Anyway, I’ve had this picture in my mind’s eye for a few days now, so I am downloading it here to free up a bit of internal disk space in the old synaptic department. I think I have said before that I have never been too keen on Edgar Degas’ ballerina studies, but I certainly appreciate the technique. My antipathy is something to do with the creeping feeling of lechery with the ballerinas. Still, perhaps I am unfair on that. His output was largely dancers in the end, but this was because the market liked it and his family were strapped for cash.

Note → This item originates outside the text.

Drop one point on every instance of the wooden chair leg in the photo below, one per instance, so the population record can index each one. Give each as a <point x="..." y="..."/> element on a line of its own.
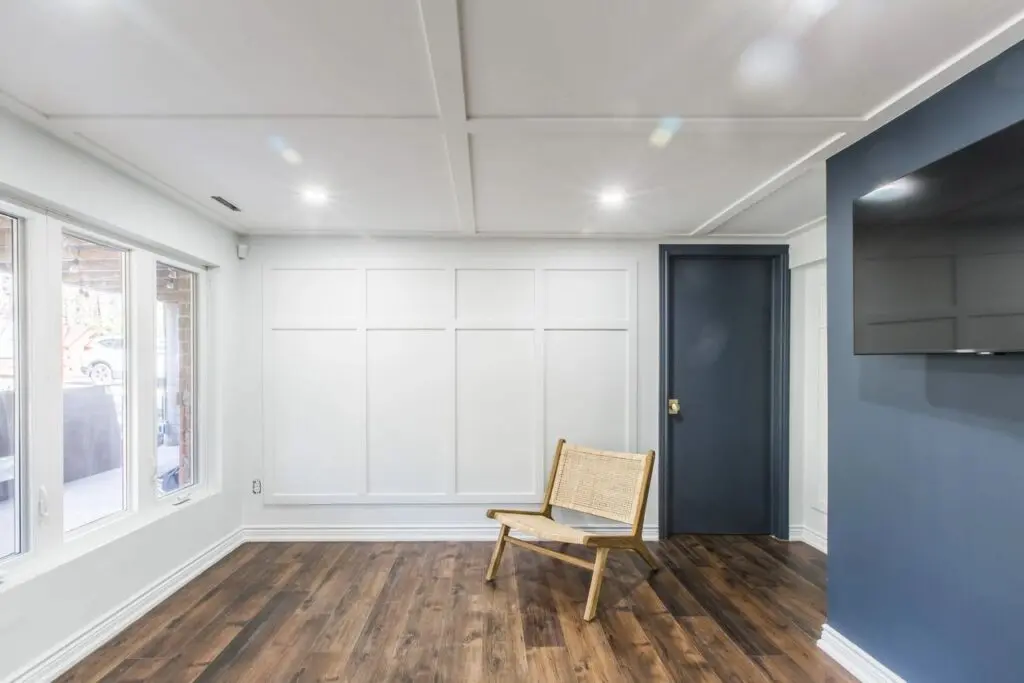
<point x="643" y="552"/>
<point x="595" y="585"/>
<point x="496" y="559"/>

Degas’ overall body of work, if looked at simply as studies of unforced posture have something of the quality of the modern paparazzi – he captures natural attitudes and poses and it is that draws me in.
In this particular picture, Jockeys in the Rain, I don’t think the rain is as much of a success as the body language of the both the riders and the horses. The rain has to be there, to give some the hunched figures their proper context, but what comes through even more strongly, for me, is the horses. The way the ones in the foreground hold themselves, the look in their eyes and the flare of the nostrils tells me that they are not so concerned about the rain soaking their flanks, rather that they are anticipating the off. The rain has to be there, but it’s not really what all this is about.

Jockeys in the Rain ~ Degas
It must be the heat…
…what has gone to my head.
Life rushes by and everyone looks really hot. Sometimes I am rushing too, but my head always feels fairly calm. This is becoming more and more the norm for me. The opposite used to be true. My head was always rushing; maybe I looked calmer. I think I prefer it this way round. It really makes a difference to just do one thing time at a time. Today I ate my sandwich sitting on a bench outside. I just ate my sandwich. I didn’t think about anything, or talk, or text, or read – I just ate my sandwich. As a result, I noticed all kinds of things that I hadn’t noticed before. They weren’t big things. They weren’t marvellous and outstanding things, they were just little, but when you are just eating your sandwich and making space for things to come in, the little things can seem pretty damn marvellous.
It wasn’t even that special a sandwich, but that’s not the point… Multitasking is the enemy of peace of mind and a contemplative lifestyle. It’s also bad for your health. Don’t fall for it!